Nur so lässt sich verhindern, dass Fehlinformationen viral gehen oder KIs als vermeintlich allwissende Referenz missverstanden werden. Forschung und Entwicklung werden sich daher verstärkt darauf fokussieren müssen, Link-Halluzinationen zu minimieren und ein echtes Verstehen von Quelleninhalten sicherzustellen. Darüber hinaus wird die Systematisierung von Tests und Benchmarks für diese Fähigkeiten dringend notwendig sein.

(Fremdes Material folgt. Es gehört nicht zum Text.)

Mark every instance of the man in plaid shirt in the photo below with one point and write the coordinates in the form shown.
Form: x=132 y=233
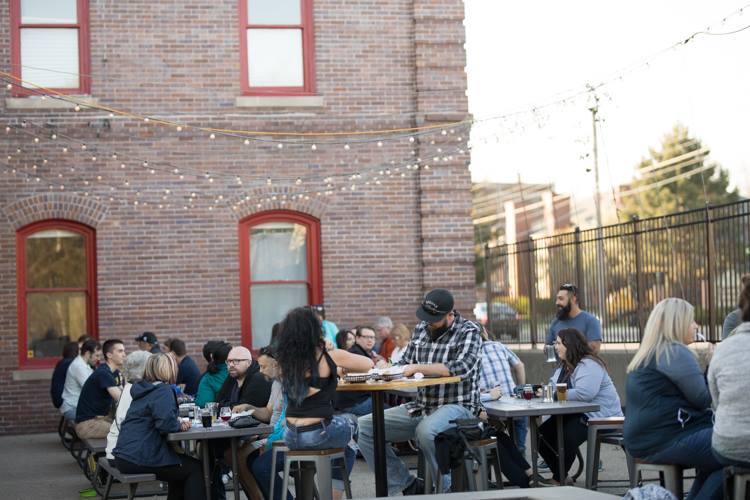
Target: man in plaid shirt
x=443 y=344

Bisherige Standardtests bewerten meist nur oberflächlich Grammatik, Kohärenz oder Basiswissen, doch der Umgang mit realen Quellen und die Beständigkeit gegen Fehlinformation sollten zentrale Metriken werden. Solche Tests müssten auch die Fähigkeit der Modelle messen, komplexe wissenschaftliche Sachverhalte richtig zu interpretieren, Falschinformationen zu erkennen und eigenständig relevante Quellen zu prüfen.